The Shanghai Food Market
◎ Ji Xianlin
Shanghai has countless eye-catching skyscrapers and innumerable streets and lanes, with beautiful shop windows and busy market quarters. Nevertheless, many foreign friends of mine would rather pay a morning visit to the food markets there. That is understandable. Didn’t we ourselves choose to go and see a food market there on our first visit to the city?
It was on an early morning of several years ago, when the sun was just coming up, that I went at the first light to see a food market near the hotel where I was staying.

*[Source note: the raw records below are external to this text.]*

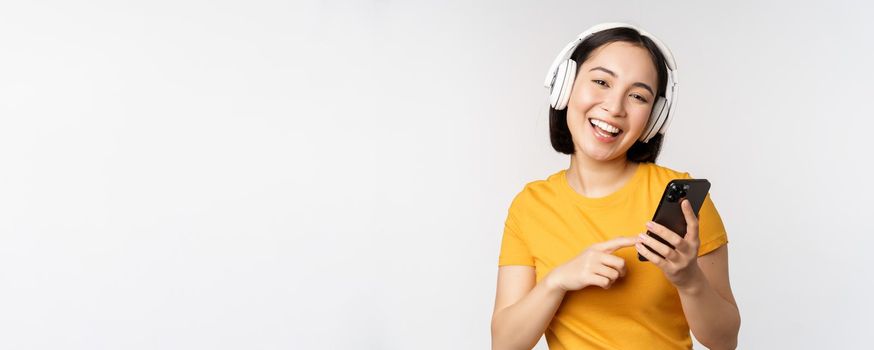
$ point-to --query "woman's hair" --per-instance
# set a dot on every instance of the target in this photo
(559, 133)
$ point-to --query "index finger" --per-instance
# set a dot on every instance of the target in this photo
(691, 219)
(614, 244)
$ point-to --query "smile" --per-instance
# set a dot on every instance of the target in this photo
(605, 130)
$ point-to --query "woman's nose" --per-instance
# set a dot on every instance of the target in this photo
(613, 104)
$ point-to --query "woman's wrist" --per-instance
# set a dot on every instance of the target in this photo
(550, 281)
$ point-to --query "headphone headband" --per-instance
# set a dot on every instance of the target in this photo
(659, 119)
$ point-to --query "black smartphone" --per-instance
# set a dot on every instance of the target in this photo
(669, 213)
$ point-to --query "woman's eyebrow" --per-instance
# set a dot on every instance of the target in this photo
(638, 84)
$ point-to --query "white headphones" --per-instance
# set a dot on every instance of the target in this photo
(563, 70)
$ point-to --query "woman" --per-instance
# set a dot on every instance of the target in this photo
(568, 264)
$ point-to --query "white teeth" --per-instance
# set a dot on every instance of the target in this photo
(604, 126)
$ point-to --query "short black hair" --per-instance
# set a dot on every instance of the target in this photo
(560, 135)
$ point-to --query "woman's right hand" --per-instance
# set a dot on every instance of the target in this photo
(595, 266)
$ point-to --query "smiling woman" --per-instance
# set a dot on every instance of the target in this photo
(564, 267)
(639, 151)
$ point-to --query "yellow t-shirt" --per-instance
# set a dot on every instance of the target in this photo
(549, 223)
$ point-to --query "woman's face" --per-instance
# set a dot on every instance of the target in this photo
(613, 90)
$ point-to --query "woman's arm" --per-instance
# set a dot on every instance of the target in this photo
(523, 310)
(702, 282)
(710, 308)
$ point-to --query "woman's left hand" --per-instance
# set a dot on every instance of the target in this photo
(680, 264)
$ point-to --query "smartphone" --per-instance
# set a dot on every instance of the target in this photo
(669, 213)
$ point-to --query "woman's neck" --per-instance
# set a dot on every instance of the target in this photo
(597, 178)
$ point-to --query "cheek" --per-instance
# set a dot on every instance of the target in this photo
(639, 118)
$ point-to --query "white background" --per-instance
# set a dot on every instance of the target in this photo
(335, 175)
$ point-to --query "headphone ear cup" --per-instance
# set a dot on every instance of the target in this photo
(656, 119)
(561, 87)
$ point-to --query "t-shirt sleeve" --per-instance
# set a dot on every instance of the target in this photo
(514, 250)
(711, 231)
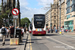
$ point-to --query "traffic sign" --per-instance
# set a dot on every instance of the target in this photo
(15, 11)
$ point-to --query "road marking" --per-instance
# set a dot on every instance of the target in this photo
(47, 37)
(39, 37)
(62, 43)
(30, 43)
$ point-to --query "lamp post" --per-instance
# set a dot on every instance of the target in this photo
(60, 18)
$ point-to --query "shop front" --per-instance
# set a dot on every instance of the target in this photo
(68, 25)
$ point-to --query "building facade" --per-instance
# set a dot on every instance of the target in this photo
(55, 13)
(69, 22)
(47, 16)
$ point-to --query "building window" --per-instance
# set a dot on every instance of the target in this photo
(68, 10)
(68, 16)
(73, 7)
(73, 1)
(54, 22)
(68, 4)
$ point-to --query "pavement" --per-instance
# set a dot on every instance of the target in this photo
(51, 41)
(7, 45)
(69, 33)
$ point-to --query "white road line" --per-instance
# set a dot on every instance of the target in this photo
(61, 43)
(39, 37)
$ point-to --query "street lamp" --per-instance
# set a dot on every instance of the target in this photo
(60, 18)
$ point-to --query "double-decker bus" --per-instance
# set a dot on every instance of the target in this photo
(30, 28)
(39, 26)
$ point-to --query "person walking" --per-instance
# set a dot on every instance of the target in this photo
(12, 32)
(3, 32)
(25, 29)
(22, 31)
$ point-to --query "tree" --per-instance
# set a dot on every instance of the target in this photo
(25, 20)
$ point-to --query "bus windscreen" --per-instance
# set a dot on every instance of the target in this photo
(39, 21)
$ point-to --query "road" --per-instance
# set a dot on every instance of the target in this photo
(51, 42)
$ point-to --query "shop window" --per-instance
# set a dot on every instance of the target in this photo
(68, 16)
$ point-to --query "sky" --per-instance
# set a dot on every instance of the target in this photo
(30, 7)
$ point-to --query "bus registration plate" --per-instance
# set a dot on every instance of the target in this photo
(39, 33)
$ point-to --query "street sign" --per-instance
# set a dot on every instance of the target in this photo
(15, 16)
(15, 11)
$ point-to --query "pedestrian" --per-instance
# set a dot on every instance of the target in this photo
(3, 32)
(12, 32)
(22, 31)
(25, 29)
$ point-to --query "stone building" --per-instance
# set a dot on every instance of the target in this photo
(55, 13)
(69, 22)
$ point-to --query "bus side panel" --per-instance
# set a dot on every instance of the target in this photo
(39, 32)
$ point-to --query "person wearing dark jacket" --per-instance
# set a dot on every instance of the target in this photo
(12, 32)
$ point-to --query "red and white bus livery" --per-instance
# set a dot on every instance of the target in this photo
(39, 26)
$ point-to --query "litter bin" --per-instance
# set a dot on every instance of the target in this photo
(18, 34)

The nearer I went, the more prevalent the atmosphere of the food market. The surrounding streets were thronged with shoppers milling around. The shopping baskets carried by many elderly women were filled with vegetables, seafood, chickens, ducks, fish and meat. Some fish were wagging their tails and some hens clucking. The elderly women, with a happy smile spread across their faces, were on their way home.
Once inside the market, I felt like landing in a new world. The rich assortment of hues and colors were dazzling. All goods were kept neat and tidy and arranged in perfect order be they at a vegetable stall, meat stall, seafood stall, fruit stall, etc. And each stall, being specialized, showed a characteristic of its own. Take for example the vegetable stall with its display of colors: purple eggplants, white radishes, red tomatoes, greenish cabbages. It also displayed various shapes: round clumsy wax gourds, long narrow bean pods, flat wide cabbage leaves. Hence, different colors and lines merged into an organic whole showing diversity in unity. I looked here and there until my eyes became blurred, taking the vegetable stall for an oil painting or a watercolor with distinct colors and lines done by a famous painter.
The same was true of other stalls. At fish stalls, live fish were swimming in the water and big carps weighing more than five kilos each were lying on chopping boards. At poultry stalls, caged chickens and ducks were making a lot of noise to greet each other. At meat stalls, chunky pieces of pork, beef and mutton were hung up. There were also special counters selling beef and mutton to Moslems. At some stalls, chicken and duck eggs of a glistening white were piled high up like small hills while rows of bacon and salted duck, seemingly dripping with fat, were hung out on racks. The fruit stalls were even more attractive. Arrayed side by side were juicy honey peaches, plump watermelons, yellow round muskmelons, fresh tender lotus roots, vying with each other to be the most beautiful. It seemed as if I saw unfolding before me luxuriant orchards, fragrant lotus ponds, leafy green melon patches. Wasn’t it a painting of matchless beauty?
It was, however, more of a transient illusion than a painting. To tell the truth, no painting could ever compare with these stalls. Things in a painting were fixed and immovable while goods at a stall were always on the move. Things on the display shelf would, before we knew it, soon find their way to the elderly women’s shopping baskets. Standing before a stall, the elderly women would narrow their eyes and pick and choose until they decided on what they wanted to buy. They never worried about the purse because all food was selling at reasonable prices. Shopping was done in the hubbub of the market to the satisfaction of all. Everybody got what they needed, their shopping baskets filled to the brim. While the elderly women were on their way home, the shopping baskets they carried in their hands also looked like beautiful paintings.
Our foreign friends, putting up at hotels, were provided with everything they needed. But, when they saw the captivating food market, they clicked their tongue in admiration and were eager to do a bit of shopping there by themselves. Some of them bought a couple of big muskmelons, some bought several kilos of tomatoes, some bought some dried bean curds. To the satisfaction of all, the new acquisitions added to the richness and variety of their already abundant table.